# Cheat Sheet - Prometheus

## USE Method in Prometheus

### CPU Utilisation

1 - avg(rate(node_cpu{job="default/node-exporter",mode="idle"}[1m]))
1 - avg(rate(node_cpu_seconds_total{mode="idle"}[1m]))


### CPU Saturation

sum(node_load1{job="default/node-exporter"})
/
sum(node:node_num_cpu:sum)


With the following recording rule:

    - expr: |-
count by (instance) (sum by (instance, cpu) (
node_cpu_seconds_total{job="node-exporter"}
))
record: node:node_num_cpu:sum


### Memory Utilisation

1 - sum(
node_memory_MemFree_bytes{job="…"} +
node_memory_Cached_bytes{job="…"} +
node_memory_Buffers_bytes{job="…"}
)
/
sum(node_memory_MemTotal_bytes{job="…"})


### Memory Saturation

1e3 = 1000 (it is sometimes used to convert from milliseconds to seconds).

1e3 * sum(
rate(node_vmstat_pgpgin{job="…"}[1m]) +
rate(node_vmstat_pgpgout{job="…"}[1m]))
)


## RED Method in Prometheus

### Rate (QPS)

sum(rate(request_duration_seconds_count{job="…"}[1m]))


### Errors

sum(rate(request_duration_seconds_count{job="…", status_code!~"2.."}[1m]))


### Duration (Latency)

histogram_quantile(0.99, sum(rate(request_duration_seconds_bucket{job="…"}[1m])) by (le))


# Four Golden Signals

• Latency - time taken to service a request
• Traffic - how much demand is placed on your system
• Errors - rate or requests are failing

# Misc.

• Instant Query = queries only the last datapoint best displayed in table panel

## Grouping

count(device_boot_time* on (instance) group_left(region, firmware)  device_info{region="$region", firmware=~"$firmware"})

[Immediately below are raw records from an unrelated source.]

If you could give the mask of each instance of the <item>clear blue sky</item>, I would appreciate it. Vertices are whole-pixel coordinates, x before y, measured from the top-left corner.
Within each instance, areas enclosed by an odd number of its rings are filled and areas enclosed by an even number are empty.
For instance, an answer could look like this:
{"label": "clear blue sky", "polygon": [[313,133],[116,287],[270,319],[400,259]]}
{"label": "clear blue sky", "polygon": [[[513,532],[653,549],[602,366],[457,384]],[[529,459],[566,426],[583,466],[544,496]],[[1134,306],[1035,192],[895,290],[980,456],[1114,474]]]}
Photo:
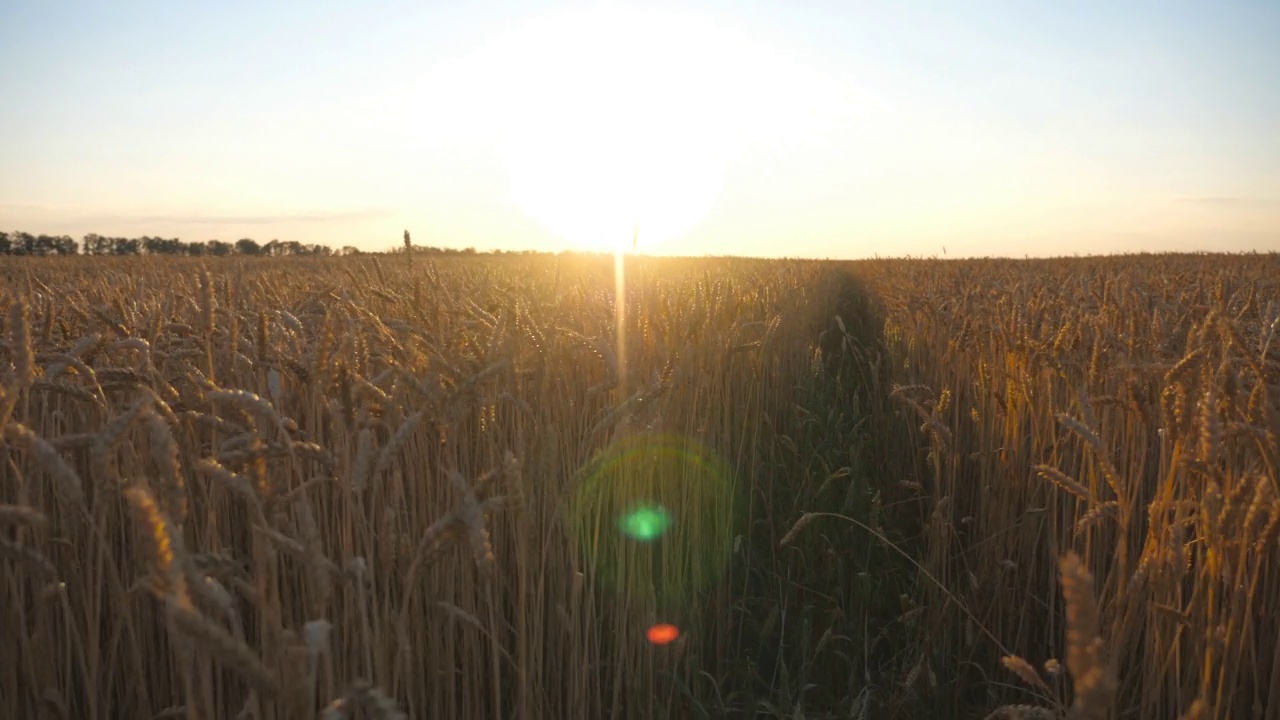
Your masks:
{"label": "clear blue sky", "polygon": [[5,0],[0,228],[1280,250],[1275,0],[636,7]]}

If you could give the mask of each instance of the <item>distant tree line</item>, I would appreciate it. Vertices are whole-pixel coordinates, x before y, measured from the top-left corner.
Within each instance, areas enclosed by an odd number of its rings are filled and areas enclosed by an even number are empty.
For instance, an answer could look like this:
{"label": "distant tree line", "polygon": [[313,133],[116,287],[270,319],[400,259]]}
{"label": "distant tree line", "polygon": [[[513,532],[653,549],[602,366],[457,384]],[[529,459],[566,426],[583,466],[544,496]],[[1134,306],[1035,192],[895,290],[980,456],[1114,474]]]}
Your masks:
{"label": "distant tree line", "polygon": [[[411,245],[415,255],[539,255],[535,250],[477,251],[473,247],[454,249],[430,245]],[[403,252],[392,250],[391,252]],[[85,235],[80,242],[69,235],[32,235],[27,232],[0,232],[0,256],[29,255],[178,255],[186,257],[233,256],[242,257],[329,257],[333,255],[368,254],[351,245],[335,250],[328,245],[300,243],[296,240],[272,240],[259,243],[252,238],[241,238],[233,243],[222,240],[183,242],[178,238],[143,236],[139,238],[108,237],[97,233]]]}
{"label": "distant tree line", "polygon": [[462,250],[454,250],[452,248],[438,248],[430,245],[405,245],[411,249],[415,255],[475,255],[476,249],[473,247],[463,248]]}
{"label": "distant tree line", "polygon": [[[442,248],[432,245],[410,245],[410,250],[414,255],[520,255],[533,256],[545,255],[544,250],[476,250],[473,247],[466,248]],[[397,250],[396,252],[401,252]]]}
{"label": "distant tree line", "polygon": [[360,251],[347,246],[334,251],[328,245],[308,245],[296,240],[282,242],[272,240],[259,243],[252,238],[241,238],[234,243],[223,240],[183,242],[178,238],[144,236],[140,238],[108,237],[97,233],[84,236],[80,242],[67,235],[32,235],[27,232],[0,232],[0,255],[186,255],[186,256],[265,256],[293,255],[359,255]]}

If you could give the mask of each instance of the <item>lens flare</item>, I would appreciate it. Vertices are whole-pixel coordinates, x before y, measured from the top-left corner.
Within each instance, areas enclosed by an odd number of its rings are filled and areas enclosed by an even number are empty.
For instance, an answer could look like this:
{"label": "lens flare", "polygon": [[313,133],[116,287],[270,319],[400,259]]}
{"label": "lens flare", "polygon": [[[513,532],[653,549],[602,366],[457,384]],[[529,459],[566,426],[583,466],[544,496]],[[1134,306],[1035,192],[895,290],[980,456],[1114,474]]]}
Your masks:
{"label": "lens flare", "polygon": [[654,645],[670,645],[680,637],[680,628],[669,623],[658,623],[651,626],[645,636]]}
{"label": "lens flare", "polygon": [[641,505],[618,520],[618,529],[640,542],[657,540],[671,525],[671,514],[661,505]]}
{"label": "lens flare", "polygon": [[661,615],[696,606],[724,576],[742,499],[716,453],[640,433],[615,441],[580,478],[569,520],[602,589]]}

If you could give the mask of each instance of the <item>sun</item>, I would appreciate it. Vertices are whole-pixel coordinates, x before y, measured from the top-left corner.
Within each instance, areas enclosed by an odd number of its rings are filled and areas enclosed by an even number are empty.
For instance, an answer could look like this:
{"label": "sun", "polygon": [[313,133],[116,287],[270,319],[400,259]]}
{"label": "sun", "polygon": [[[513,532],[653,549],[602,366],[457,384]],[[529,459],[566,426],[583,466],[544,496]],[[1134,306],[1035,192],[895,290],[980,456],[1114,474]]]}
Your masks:
{"label": "sun", "polygon": [[603,4],[494,35],[433,86],[483,127],[522,213],[579,249],[650,248],[720,195],[744,47],[698,16]]}
{"label": "sun", "polygon": [[732,150],[717,86],[730,45],[692,16],[615,5],[501,38],[518,108],[496,147],[511,199],[580,248],[688,233],[714,205]]}
{"label": "sun", "polygon": [[434,64],[415,122],[428,145],[480,140],[510,204],[572,247],[665,249],[717,210],[744,151],[840,122],[846,84],[793,55],[723,18],[579,7]]}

Here, device_info is the dummy gauge, always just set to one. You can see that we are selecting this gauge based on the Grafana template values.

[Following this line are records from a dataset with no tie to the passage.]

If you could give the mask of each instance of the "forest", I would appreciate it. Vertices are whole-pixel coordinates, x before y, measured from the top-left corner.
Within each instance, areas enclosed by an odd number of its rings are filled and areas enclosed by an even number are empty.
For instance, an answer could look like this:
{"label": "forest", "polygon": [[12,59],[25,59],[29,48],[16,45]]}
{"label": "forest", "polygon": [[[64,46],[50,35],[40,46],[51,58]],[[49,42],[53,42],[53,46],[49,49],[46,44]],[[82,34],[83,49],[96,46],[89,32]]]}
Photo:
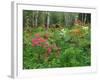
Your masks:
{"label": "forest", "polygon": [[23,10],[23,69],[90,65],[90,13]]}

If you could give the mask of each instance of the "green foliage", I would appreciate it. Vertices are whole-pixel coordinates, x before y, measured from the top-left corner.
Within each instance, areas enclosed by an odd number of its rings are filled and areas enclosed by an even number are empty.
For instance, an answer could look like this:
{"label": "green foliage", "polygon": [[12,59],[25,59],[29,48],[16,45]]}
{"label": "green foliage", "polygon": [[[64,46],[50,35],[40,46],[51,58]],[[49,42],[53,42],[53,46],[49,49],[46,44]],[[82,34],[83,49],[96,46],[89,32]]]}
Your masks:
{"label": "green foliage", "polygon": [[89,25],[90,19],[91,19],[91,15],[88,13],[23,10],[24,27],[37,27],[37,26],[46,27],[46,25],[48,25],[49,27],[54,25],[55,27],[56,25],[60,25],[61,27],[70,28],[75,24]]}
{"label": "green foliage", "polygon": [[91,15],[23,10],[23,69],[91,65]]}
{"label": "green foliage", "polygon": [[[23,68],[54,68],[91,65],[90,31],[78,27],[46,31],[43,27],[25,28],[23,33]],[[74,31],[74,32],[73,32]],[[35,34],[46,39],[48,46],[32,46]],[[45,37],[45,34],[48,34]],[[76,36],[77,35],[77,36]],[[51,48],[48,52],[48,48]]]}

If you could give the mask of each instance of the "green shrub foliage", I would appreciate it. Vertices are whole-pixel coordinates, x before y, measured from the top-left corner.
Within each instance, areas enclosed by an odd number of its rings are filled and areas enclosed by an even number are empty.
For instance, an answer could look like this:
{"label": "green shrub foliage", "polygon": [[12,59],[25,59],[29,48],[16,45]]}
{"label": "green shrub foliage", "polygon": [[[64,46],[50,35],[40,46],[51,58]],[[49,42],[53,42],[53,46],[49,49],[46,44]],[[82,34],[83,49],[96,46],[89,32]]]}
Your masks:
{"label": "green shrub foliage", "polygon": [[23,31],[23,68],[80,67],[91,65],[89,27],[37,28]]}

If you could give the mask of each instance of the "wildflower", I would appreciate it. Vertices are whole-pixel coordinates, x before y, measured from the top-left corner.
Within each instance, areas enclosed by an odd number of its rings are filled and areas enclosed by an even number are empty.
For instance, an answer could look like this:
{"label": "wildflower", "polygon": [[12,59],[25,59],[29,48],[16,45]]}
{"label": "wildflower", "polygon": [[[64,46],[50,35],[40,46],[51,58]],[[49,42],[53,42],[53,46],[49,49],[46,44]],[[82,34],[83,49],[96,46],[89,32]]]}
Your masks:
{"label": "wildflower", "polygon": [[37,38],[37,40],[41,43],[41,42],[45,42],[46,40],[45,39],[43,39],[43,38]]}
{"label": "wildflower", "polygon": [[40,42],[36,38],[32,39],[32,46],[40,46]]}
{"label": "wildflower", "polygon": [[62,29],[61,31],[62,31],[63,33],[66,33],[66,30],[65,30],[65,29]]}
{"label": "wildflower", "polygon": [[35,38],[32,39],[32,46],[43,46],[46,40],[40,37],[39,34],[35,34]]}
{"label": "wildflower", "polygon": [[51,53],[51,48],[50,48],[50,47],[47,48],[47,52],[48,52],[48,53]]}
{"label": "wildflower", "polygon": [[66,34],[66,30],[65,29],[61,29],[60,33],[59,33],[61,36],[65,35]]}
{"label": "wildflower", "polygon": [[40,34],[38,34],[38,33],[37,33],[37,34],[35,34],[35,37],[40,37]]}
{"label": "wildflower", "polygon": [[74,29],[74,30],[71,30],[70,31],[71,33],[73,33],[73,34],[80,34],[80,29]]}
{"label": "wildflower", "polygon": [[82,29],[83,29],[83,30],[88,30],[89,27],[87,27],[87,26],[86,26],[86,27],[85,27],[85,26],[82,26]]}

These two labels are used to group_left join on other metrics, for which we want (on) the instance. The metric is device_boot_time but in this case the value is not relevant for the metric, as all we are doing using count to count all devices that have a boot time greater than 0 (which is all devices).

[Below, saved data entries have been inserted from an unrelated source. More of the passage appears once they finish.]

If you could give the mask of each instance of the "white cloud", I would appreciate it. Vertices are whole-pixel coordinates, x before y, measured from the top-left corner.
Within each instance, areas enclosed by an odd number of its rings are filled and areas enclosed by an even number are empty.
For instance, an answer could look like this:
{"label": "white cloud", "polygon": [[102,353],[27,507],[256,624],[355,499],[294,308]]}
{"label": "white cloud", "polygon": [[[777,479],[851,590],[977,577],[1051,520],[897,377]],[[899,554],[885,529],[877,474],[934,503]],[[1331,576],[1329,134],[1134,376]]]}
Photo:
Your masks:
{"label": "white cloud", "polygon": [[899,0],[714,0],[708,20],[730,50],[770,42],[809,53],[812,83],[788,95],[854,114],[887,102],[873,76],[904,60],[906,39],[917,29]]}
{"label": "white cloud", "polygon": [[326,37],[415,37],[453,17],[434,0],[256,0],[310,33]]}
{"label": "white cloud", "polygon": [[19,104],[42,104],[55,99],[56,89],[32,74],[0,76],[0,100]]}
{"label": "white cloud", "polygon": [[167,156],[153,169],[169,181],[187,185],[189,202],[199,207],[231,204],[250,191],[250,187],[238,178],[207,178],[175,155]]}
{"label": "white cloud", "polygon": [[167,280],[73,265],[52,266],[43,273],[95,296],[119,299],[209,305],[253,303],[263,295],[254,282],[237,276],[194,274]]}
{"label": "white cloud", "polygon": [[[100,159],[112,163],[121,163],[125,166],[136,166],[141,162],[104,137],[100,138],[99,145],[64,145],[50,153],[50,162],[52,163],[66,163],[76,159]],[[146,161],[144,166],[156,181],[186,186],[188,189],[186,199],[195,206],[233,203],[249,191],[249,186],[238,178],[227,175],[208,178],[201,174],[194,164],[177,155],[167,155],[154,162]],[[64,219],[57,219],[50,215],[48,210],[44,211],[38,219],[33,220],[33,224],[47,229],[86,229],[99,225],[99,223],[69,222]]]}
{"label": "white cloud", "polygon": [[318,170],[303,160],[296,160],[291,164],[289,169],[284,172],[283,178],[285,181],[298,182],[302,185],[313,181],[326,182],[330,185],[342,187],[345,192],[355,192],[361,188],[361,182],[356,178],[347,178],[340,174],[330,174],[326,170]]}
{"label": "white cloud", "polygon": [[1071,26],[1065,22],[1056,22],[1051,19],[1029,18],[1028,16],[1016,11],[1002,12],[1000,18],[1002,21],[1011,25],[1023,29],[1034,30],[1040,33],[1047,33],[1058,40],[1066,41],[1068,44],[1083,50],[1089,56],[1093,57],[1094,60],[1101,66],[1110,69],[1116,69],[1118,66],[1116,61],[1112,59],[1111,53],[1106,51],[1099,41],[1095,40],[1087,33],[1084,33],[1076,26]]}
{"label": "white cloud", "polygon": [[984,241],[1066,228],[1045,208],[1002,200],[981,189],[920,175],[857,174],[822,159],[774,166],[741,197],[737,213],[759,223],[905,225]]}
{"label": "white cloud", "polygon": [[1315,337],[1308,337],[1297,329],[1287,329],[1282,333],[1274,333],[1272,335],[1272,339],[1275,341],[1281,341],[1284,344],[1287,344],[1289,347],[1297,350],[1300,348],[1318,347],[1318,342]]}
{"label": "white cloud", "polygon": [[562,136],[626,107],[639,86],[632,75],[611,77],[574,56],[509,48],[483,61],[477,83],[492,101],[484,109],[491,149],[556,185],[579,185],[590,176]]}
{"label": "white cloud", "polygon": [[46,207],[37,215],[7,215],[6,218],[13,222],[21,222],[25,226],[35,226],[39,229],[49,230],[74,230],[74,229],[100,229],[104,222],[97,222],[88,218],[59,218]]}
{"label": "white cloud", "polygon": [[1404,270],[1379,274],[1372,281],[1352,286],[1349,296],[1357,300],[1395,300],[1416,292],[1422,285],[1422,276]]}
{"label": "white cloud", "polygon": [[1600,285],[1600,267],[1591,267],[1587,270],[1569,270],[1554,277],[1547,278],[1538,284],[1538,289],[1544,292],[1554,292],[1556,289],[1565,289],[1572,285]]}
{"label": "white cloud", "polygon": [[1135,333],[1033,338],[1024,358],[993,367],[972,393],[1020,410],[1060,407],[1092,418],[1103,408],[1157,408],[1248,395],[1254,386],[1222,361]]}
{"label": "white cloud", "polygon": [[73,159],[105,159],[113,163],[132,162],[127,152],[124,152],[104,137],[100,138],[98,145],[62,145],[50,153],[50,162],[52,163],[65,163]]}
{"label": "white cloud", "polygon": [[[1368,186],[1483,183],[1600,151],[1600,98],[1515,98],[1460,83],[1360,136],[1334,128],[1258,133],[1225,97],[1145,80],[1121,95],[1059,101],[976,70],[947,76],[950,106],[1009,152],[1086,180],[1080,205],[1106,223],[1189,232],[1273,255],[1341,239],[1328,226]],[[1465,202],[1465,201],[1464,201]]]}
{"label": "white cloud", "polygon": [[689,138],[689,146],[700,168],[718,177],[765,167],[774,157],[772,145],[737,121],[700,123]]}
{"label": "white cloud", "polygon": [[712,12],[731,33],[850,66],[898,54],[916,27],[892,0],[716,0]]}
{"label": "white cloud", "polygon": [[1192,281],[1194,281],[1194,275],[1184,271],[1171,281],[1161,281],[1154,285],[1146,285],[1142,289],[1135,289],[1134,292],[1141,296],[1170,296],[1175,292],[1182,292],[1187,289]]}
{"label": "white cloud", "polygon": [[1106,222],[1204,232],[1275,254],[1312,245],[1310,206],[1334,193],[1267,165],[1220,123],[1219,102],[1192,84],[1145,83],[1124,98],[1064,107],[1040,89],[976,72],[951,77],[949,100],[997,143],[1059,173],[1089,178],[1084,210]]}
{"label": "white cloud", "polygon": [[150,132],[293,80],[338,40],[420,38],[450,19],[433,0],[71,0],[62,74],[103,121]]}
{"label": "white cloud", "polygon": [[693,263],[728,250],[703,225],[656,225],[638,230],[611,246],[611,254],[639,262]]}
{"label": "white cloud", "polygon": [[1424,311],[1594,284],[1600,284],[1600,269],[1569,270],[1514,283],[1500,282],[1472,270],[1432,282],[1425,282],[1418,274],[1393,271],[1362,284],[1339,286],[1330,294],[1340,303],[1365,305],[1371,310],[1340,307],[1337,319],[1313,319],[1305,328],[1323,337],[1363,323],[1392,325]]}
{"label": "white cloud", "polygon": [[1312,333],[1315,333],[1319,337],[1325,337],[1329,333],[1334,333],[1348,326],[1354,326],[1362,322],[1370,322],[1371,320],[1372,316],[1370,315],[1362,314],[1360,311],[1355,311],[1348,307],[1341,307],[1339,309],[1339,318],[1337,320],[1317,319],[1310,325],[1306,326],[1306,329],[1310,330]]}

This gives a count of all of the devices in the region that match the region and firmware.

In order to get the All option to work for firmware, a few things are needed:

• Select All in the dashboard’s variable settings
• Set a custom value for the option of .*
• Use the pattern match operator in the info-block selector of =~

## Get top 10 longest running services:

topk(5, time() - device_boot_time* on (instance) group_left(region, firmware)  device_info{region="$region", firmware=~"$firmware"})


## Crashing Devices

topk(10, changes(device_boot_time[1h])


The changes function looks for sudden jumps to the value of a gauge. This can be used to track the number of times a device reboots in an hour. For this demo, our simulated devices reboot 8 times per hour on average. If you use the dashboard selectors to choose Massachusetts as the region, you will see that one device is crashing much more frequently, and the dashboard uses conditional formatting to show this as red.

    alerts:
groups:
rules:
expr: (time() - (lid_open_start_time *  lid_open_status)) > 900 and (time() - (lid_open_start_time *  lid_open_status)) < 9000
for: 30s
labels:
severity: page
system: mechanical
annotations:
summary: "Lid open on {{ $labels.instance }}" description: "Lid has remained open for more than 15 minutes on {{$labels.instance }}"
expr: changes(device_boot_time[1h]) > 20
for: 2m
labels:
severity: debug
system: software
annotations:
summary: "{{ $labels.instance }} rebooting" description: "{{$labels.instance }} has been rebooting more than 20 times an hour"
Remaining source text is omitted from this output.